7. "Export Matches" button will dump all the saved match information for the current tester in CSV format.
Note: ICW match IDs are appended at the end of each row of matches.
Note: The columns labeled 1000 to 1023 represent any custom color tags that the tester has used to tag their matches.
Note: Export may take up to 1 minute to complete if you have a large number of matches.
8. "Export" button creates 2 CSV files. The first containing the match information without the ICW data. The second being a matrix of the tester's matches with the ICW matches marked with an "X".
Note: The 2nd file ICW Matrix may take up to 1 min to output.

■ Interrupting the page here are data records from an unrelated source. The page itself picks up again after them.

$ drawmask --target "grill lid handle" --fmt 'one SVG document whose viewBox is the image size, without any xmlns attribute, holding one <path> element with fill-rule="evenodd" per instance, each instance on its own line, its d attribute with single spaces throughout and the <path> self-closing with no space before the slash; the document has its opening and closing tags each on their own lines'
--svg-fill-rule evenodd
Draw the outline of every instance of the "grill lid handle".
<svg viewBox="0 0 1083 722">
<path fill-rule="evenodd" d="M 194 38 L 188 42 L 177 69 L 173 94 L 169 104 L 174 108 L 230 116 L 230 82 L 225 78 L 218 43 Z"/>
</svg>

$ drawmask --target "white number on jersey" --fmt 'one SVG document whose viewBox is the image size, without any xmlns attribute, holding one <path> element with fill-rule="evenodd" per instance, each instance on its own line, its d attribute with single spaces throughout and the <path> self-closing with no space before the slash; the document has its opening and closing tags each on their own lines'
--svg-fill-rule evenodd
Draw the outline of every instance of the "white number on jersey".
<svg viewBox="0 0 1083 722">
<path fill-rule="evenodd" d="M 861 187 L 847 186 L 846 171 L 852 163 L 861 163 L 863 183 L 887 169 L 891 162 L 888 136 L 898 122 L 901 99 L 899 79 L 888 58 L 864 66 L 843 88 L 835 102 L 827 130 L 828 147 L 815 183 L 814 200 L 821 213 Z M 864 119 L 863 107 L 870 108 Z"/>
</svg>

9. "Cluster" button runs a clustering routine on the ICW match data. It creates clusters based on the matches that fall between "Max CM" and "Min CM". Use the "Min percent of matches in common" to tighten up the clusters. Default is 50% however 65% or more may give better results. The Max CM should be set below the value of any 1C1R matches for best results. The min CM will increase or decrease the number of clusters. Set minimum cluster size to 2 or more to filter small clusters.
Note: The output of the Clusters is an Excel XML Spreadsheet file. This format can be directly opened in Excel 2007 or newer.
Note: The XML will have 1 worksheet for each cluster and will already have the rows/columns formatted to make viewing easier.
Note: The routine counts the number of times a match shows up as an ICW match to those in the cluster and the value shown in each column is that.
Note: The matches are sorted based on that value.
Note: I hope to continue working on the algorithm and improve the cluster outputs in future versions.
Note: If a CSV file output is desired I can add this to the output. All of the clusters would have to be on a single sheet though as CSV does not support multiple sheets.